Déclinaisons :variations de l’homologie littérale

Pour définir  prenons l’exemple [8-9] :en déclinant 6 cas littéraux.

1er cas : [P*(Q#R)]*[P#(Q*R)]:ferit3, pas de S, P(hors parenthèse=hp)est itéré hp. 

Q et R  sont itérés  (en parenthèse=ep),n=12.

2ème cas : [P*(Q#R)]*[Q#(P*R)] : ferit3,pas de S, P(hp) est itéré(ep),Q(ep) itéré(hp).
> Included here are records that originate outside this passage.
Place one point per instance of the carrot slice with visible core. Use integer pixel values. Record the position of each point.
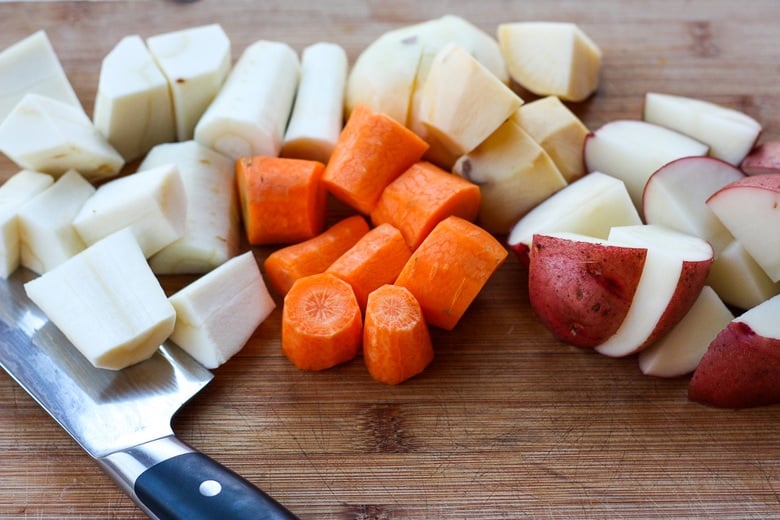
(282, 200)
(312, 256)
(423, 196)
(450, 268)
(376, 259)
(396, 340)
(321, 322)
(372, 150)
R(ep) est itéré (ep) ;  n=36.

3ème cas : [P*(Q#R)]*[P#(Q*S)]:ferit2,R et S non itérés;P(hp) itéré(hp) ;Q(ep) itéré(ep).

n=24.

4ème cas : [P*(Q#R)]*[S#(Q*R)] : ferit2, Q et R itérés en (ep) P et S en (hp) non itérés.

N=24.

5ème cas :  [P*(Q#R)]*[Q#(R*S)] : ferit2, P et S non itérés,Q de (ep) à (hp), R(ep)à(ep).

N=24.

6ème cas : [P*(Q#R)]*[S#(P*Q)] :ferit2,S et R non itér, P de(hp) à (ep),Q de(ep)à(ep).

N=24.

Total :N=144.

On observe des configurations et positions significatives de lettres, abstraction faite
  des variations d’opérateurs ou de parenthèses. Ce sont  des sous-groupes littéraux.

La partition  de ces cas  d’homologie dépend  de celle des groupes composants qui ont chacun 12 modes. Il y a  donc 12.12 = 144  combinaisons littérales à distribuer sur les 6 cas analysés. On  imagine  la fastidieuse complication  de tous ces calculs.

Soit maintenant le dénombrement du 6èmecas: [P*(Q#R)]*[S#(P*Q)] conjecturé à : 24.

R et S non itérées, on a 6 combinaisons de deux lettres distinctes :xy,xz,xu,yz,yu,zu.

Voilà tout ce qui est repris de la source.